Graphics technology has been stuck on the 28nm manufacturing process for a full three years now, but that doesn’t mean AMD and Nvidia have been sitting on their proverbial thumbs.
The hardware giants have each been feverishly releasing game-enhancing software over the past couple of years, and at its “Future of Compute” event in Singapore this morning, AMD announced that two major partners are embracing a pair of the company’s technologies: Capcom is on board with Mantle, AMD’s performance-enhancing API technology, while Samsung announced the first 4K monitors with AMD FreeSync support.
The story behind the story: Both Mantle and FreeSync promise to provide a superior gaming experience—at least on AMD hardware—but neither technology is going unchallenged. Microsoft announced the awfully similar DirectX 12 API shortly after Mantle rolled out, while Nvidia offers a competing G-Sync technology of its own for use with GeForce cards. Wooing Capcom and Samsung to Team Red is a big win for AMD.
Oh, and both Mantle and FreeSync require recent AMD Radeon graphics cards to work—of course.
More Mantle
Capcom is working the Mantle API into Panta-Rhei, the gaming engine it originally created for use with next-gen gaming consoles. The only “details” come courtesy of this canned statement by Masaru Ijuin, technical director at Capcom:
“Capcom is evaluating AMD’s Mantle technology to help improve the graphics pipeline, and integrate it into ‘Panta-Rhei’ to provide outstanding benefits and impressive performance for gamers as well as the gaming developers.”
Yawn.
But corporate speak aside, Capcom is the latest in a string of big-name publishers to fiddle with Mantle. Two PC gaming stalwart studios, DICE (maker of Battlefield) and Crytek (Crysis and Far Cry), have pledged support for Mantle in their respective Frostbite 3 and Crytek engines. You can already find Mantle support in Battlefield 4, Thief, Sniper Elite 3, Plants vs.

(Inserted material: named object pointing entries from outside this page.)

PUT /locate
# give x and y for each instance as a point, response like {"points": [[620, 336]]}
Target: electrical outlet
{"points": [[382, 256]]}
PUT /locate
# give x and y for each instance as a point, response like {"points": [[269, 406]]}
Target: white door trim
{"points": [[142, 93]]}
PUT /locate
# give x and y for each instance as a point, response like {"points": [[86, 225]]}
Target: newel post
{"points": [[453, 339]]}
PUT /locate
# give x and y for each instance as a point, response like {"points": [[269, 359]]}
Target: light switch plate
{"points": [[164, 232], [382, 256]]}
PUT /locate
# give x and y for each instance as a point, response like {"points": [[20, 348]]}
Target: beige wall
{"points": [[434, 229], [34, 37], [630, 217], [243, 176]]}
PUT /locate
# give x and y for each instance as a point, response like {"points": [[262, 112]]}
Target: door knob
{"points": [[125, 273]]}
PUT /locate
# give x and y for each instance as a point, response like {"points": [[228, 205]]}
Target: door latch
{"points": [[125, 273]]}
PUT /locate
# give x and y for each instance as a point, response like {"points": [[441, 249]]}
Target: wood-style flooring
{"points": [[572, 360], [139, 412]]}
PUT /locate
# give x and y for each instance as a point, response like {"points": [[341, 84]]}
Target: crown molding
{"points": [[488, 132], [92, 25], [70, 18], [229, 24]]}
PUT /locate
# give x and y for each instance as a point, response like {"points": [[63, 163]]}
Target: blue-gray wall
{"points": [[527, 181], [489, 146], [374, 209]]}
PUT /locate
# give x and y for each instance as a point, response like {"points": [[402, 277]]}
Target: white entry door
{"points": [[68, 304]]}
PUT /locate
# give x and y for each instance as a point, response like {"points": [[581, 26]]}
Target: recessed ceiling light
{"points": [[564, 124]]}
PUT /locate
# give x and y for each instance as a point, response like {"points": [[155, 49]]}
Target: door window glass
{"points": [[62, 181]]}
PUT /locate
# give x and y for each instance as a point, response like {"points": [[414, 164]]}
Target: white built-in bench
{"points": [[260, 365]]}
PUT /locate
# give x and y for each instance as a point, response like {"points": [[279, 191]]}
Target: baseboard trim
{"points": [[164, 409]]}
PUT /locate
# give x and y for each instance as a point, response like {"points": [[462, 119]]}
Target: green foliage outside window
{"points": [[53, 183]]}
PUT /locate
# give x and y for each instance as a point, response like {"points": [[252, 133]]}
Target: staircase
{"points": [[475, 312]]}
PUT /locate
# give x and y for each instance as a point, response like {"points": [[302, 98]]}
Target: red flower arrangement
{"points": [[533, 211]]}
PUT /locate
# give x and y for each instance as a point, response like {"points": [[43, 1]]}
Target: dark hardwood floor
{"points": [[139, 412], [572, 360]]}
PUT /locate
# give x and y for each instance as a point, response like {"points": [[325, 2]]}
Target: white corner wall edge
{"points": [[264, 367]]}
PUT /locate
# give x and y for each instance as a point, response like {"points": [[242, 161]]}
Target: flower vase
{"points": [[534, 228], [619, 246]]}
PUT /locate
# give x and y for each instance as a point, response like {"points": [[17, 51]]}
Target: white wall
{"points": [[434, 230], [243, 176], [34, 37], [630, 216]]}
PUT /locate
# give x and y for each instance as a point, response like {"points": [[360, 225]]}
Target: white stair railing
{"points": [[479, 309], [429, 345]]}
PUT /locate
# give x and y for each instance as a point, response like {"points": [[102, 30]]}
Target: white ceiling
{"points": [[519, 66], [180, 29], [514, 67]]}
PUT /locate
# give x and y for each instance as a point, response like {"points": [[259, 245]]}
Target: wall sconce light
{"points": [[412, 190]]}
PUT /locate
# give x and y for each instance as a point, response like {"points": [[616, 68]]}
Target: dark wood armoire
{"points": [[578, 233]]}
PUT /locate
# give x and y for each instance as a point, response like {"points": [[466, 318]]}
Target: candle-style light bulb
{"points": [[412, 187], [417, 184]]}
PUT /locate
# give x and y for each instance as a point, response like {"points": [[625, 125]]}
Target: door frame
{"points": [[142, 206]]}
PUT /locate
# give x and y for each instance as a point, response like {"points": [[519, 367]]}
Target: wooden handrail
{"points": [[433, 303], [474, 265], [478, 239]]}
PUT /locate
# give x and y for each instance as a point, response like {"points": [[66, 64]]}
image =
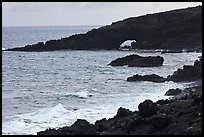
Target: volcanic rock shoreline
{"points": [[180, 115], [170, 30]]}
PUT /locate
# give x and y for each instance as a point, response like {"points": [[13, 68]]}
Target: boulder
{"points": [[152, 77], [123, 112], [147, 108], [171, 92], [188, 73], [159, 121]]}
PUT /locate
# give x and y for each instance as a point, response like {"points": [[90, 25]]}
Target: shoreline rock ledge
{"points": [[172, 30], [138, 61]]}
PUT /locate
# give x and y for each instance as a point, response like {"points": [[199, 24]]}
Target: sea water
{"points": [[43, 90]]}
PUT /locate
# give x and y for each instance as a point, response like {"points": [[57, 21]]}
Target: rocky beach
{"points": [[179, 115], [173, 31]]}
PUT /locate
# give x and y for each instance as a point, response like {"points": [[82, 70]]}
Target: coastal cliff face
{"points": [[176, 29]]}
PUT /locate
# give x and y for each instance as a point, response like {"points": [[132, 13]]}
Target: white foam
{"points": [[31, 123], [80, 94]]}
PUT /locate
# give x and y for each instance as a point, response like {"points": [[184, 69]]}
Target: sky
{"points": [[80, 13]]}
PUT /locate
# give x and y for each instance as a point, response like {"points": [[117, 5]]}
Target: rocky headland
{"points": [[188, 73], [138, 61], [171, 30], [178, 116]]}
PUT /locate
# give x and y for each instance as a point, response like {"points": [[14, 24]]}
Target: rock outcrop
{"points": [[176, 29], [188, 73], [152, 77], [138, 61]]}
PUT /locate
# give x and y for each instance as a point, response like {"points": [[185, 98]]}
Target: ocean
{"points": [[43, 90]]}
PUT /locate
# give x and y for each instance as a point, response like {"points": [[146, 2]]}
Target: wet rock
{"points": [[147, 108], [159, 121], [138, 61], [162, 101], [188, 73], [152, 77], [123, 112], [172, 92], [176, 29]]}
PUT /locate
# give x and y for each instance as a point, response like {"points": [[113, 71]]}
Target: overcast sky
{"points": [[80, 13]]}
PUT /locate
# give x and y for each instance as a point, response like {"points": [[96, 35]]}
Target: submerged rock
{"points": [[138, 61]]}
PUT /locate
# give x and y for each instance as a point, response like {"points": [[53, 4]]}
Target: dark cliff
{"points": [[176, 29]]}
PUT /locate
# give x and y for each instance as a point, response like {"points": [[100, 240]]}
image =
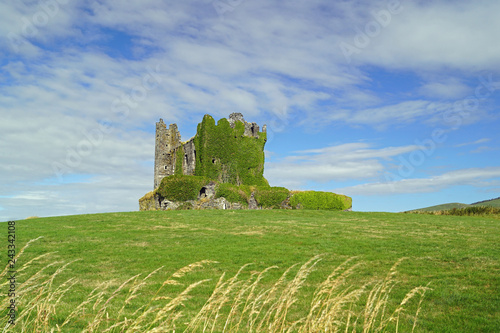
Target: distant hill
{"points": [[448, 206], [492, 203]]}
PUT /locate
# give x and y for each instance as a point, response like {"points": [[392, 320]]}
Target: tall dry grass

Zombies: Garden Warfare, and the recently released gems Civilization: Beyond Earth and Dragon Age: Inquisition. Future games with Mantle support scheduled include Star Citizen, Star Wars: Battlefront, Mirror’s Edge 2, and Battlefield: Hardline, along with whatever Capcom’s brewing up.

Mantle gives developers ‘closer to the metal’ access to hardware, allowing them to increase performance using Mantle versus DirectX 11. That’s done mostly by reducing CPU bottlenecks, though Mantle offers a few other nifty tricks, such as allowing graphics cards in multi-GPU setups to each render a portion of each frame, rather than rendering alternate frames in full, creating a smoother feel with fewer jitters. Firaxis opted to use this “split frame rendering” technique in Civilization: Beyond Earth.
My god, it’s full of pixels
FreeSync, on the other hand, is AMD’s solution for the pesky issue of screen tearing and stuttering.
Displays refresh at a set rate—often 60Hz, though gaming-focused monitors can push that higher. Graphics cards, on the other hand, pump out as many frames as they’re able. If the card sends a new frame to the display while it’s refreshing, then BOOM! Screen tearing—which appears as offset horizontal lines across the image—occurs.

An example of screen tearing.
FreeSync (and Nvidia’s G-Sync) force the two pieces of hardware to synchronize their refresh rates, leaving you with buttery gaming goodness.
At the Future of Compute event, Samsung announced that it plans to bring the world’s first FreeSync-enabled 4K displays to market in March 2015, with its UD590 and UE850 monitors. Eventually, the plan is to make all new Samsung 4K displays FreeSync compatible.
It’s a huge win for AMD, but being the first FreeSync-enabled 4K display isn’t quite as momentous as it sounds because, well, there are currently zero, nada, zilch FreeSync displays that you can actually buy available. But at PDXLAN this week, Richard Huddy, AMD’s chief gaming scientist, said that the first models should start appearing in December, according to Hexus.
To be fair, the very first Nvidia G-Sync monitors are only starting to creep into the market themselves. And since FreeSync is an open standard, unlike G-Sync, monitors that support AMD’s screen tear savior tech will likely be cheaper than their counterparts when they do start to hit store shelves.